Sarah Oreck, MD, MS, is a Columbia University-trained psychiatrist focusing on Women’s Mental Wellness. She runs a private practice in which she combines the most up-to-date medical treatments with talk therapy, meditation, and a whole-body complementary approach. Dr. Oreck is passionate about teaching and regularly lectures at Cedars Sinai Hospital, UCLA, and the Providence Hospital system in addition to her media work.

Woman holding daughter.

How do you define mom guilt? 

Mom guilt is a feeling of inadequacy and shame that mothers experience when they feel like they are not doing a good enough job raising their children. It stems from unrealistic expectations about what motherhood “should” look like.

These feelings can be exacerbated by social media portrayals of idealized motherhood and can significantly impact a mother’s mental health, leading to anxiety, depression, and chronic stress. Addressing mom guilt involves recognizing these unrealistic expectations, fostering self-compassion, and seeking support when needed.

How common is mom guilt?

Mom guilt is quite normal and many women experience it. It arises from the pressure to meet societal expectations of perfect motherhood and the challenges of balancing various responsibilities.

As a reproductive psychiatrist, I often see mothers feeling guilty about not spending enough time with their children, struggling with work-life balance, or comparing themselves to others. Understanding that these feelings are common can help mothers practice self-compassion and seek support when needed, knowing they are not alone in this experience.

Megan Roup holding daughter

Tips for Managing Mom Guilt

  • Be patient with yourself. It takes time to adjust to motherhood, and making mistakes is part of the journey. Be kind and gentle with yourself—just like you are with your babies.
  • Don’t compare yourself to other moms. Everyone parents differently and has different circumstances. Focus on what works for you and your family.
  • Ask for help when you need it. Don’t be afraid to ask for help from your partner, family, friends, or a professional.
  • Take care of yourself. Make sure to get enough sleep, eat healthy foods, and move your body. Taking care of yourself will make you a better mom.

In addition to Dr. Oreck’s insights, I wanted to share a few tips that personally helped me in my experience grappling with mom guilt. Intentionally defining my values as a mother was key. It helped me get clear on the things I needed and wanted to do as a mother and release the external pressures that didn’t resonate.

I’ve also learned to prioritize quality connection with my kids. This has helped me focus my energy and feel like I’m giving enough to others while still maintaining a strong relationship with myself.

Mother daughter embrace.

When should you seek help managing mom guilt?

You should seek professional help if your feelings of guilt are interfering with your ability to parent or to enjoy your life.
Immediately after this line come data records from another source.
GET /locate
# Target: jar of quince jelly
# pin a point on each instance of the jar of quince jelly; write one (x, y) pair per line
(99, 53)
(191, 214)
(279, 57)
Notice if you are feeling overwhelmed, hopeless, or are developing symptoms of depression or anxiety. It’s possible that you may have thoughts of harming yourself or that life isn’t worth living or you have a history of mental health problems. A therapist can help you understand the root of your guilt and to develop healthy coping mechanisms. They can also provide you with support and guidance as you work to overcome your guilt.

Babba Rivera

The Takeaway

Motherhood is a journey best traveled with support. Don’t hesitate to seek the resources you need to make the experience more enjoyable. Through my writing, I’ve realized that motherhood isn’t a one-size-fits-all journey, and the expectations placed on mothers are often unrealistic.

By sharing our truths, we can empower the next generation of mothers to feel heard, safe, and open to shaping their own versions of motherhood. This authenticity helps us move beyond the unrealistic fantasies we’re often judged and compared against.